The little man’s smile was coy. ‘No, that’s not it.’

‘Well, I know he’s alive in the last book, so he can’t possibly die of – ’ Charles leaned back in his chair and smiled, for he had just exposed himself as another victim of Jake Swain. ‘Touche.’

And now – a turnabout.

He spread the books over the table for all to see, then studied the lurid covers of smoke and guns and rearing horses, much to the discomfort of Anthony Herman. ‘I know someone who thought the world of these novels. She read them over and over. Now that you’ve had a chance to evaluate the lot of them – any helpful insight?’

‘Well, no.’ Herman seemed honestly mystified. ‘The only reason for reading any of them is to find out what happens next. I assure you there’s no reason to read them more than once.’

‘There has to be more to it than that.’ Charles gathered the westerns into a stack, then looked up at the book detective. ‘So what’s it all about?’

‘Ultimately,’ said Herman, ‘it’s about the redemption of the Wichita Kid.’

Riker had finished his first drink by the time he came to the end of the written interview. The detail was fanatical, right down to Alan Parris’s dirty toenails. ‘And all this conversation – this is word for word?’

‘I take shorthand.’ Deluthe sipped his beer, then tried to make his voice sound casual when he asked, ‘So what’re my chances for getting a permanent assignment to Special Crimes Unit?’

‘Today? Slim and none. You got no experience, kid.’ Only a handful of detectives were ever promoted to first-grade, and ten of them were in Special Crimes Unit. ‘We don’t take whiteshields. And you’re what – twenty-five, twenty-six? Most of the guys are in their thirties and forties. We only got one cop your age.’

‘And coincidentally Mallory is the daughter of the former commander of – ’

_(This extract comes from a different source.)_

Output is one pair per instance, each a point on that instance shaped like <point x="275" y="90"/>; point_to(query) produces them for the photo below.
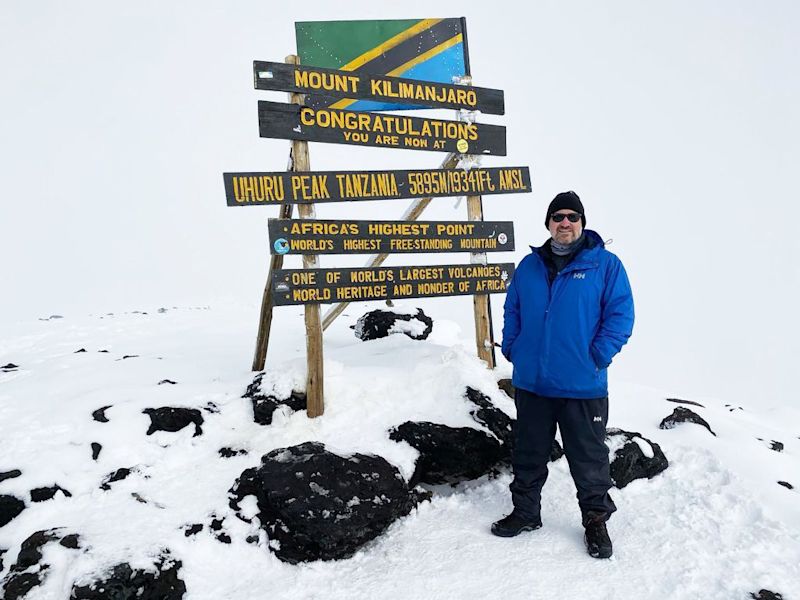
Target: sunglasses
<point x="572" y="217"/>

‘You’re out of line, Deluthe. She grew up in Special Crimes Unit. When she was still in grammar school, she logged more time on the job than you’ve got.’

‘He’s right.’ Their bartender had been introduced to Deluthe as Riker’s former partner from younger days. Peg Baily leaned into the conversation to replace Riker’s empty glass with a fresh bourbon and water. ‘That kid was our only technical support. In those days, we had crappy secondhand computers. Didn’t work half the time. The kid got the whole system up and running when she was thirteen years old.’ Peg set down a beer for Deluthe. ‘But you’re wondering how Mallory got the rank of detective first-grade. She chased down the perp who murdered her old man. Highest-priority case in New York City. That’s getting ahead the hard way.’

Peg Baily wandered down the bar to fill another glass, and Riker completed the trainee’s education, giving equal weight to every word, ‘Nobody ever questioned Mallory’s right to a place in Special Crimes.’ As he leaned toward the younger man, his face relaxed into a smile. ‘Now, as the son-in-law of a deputy commissioner, you’ve got a lot more to overcome.’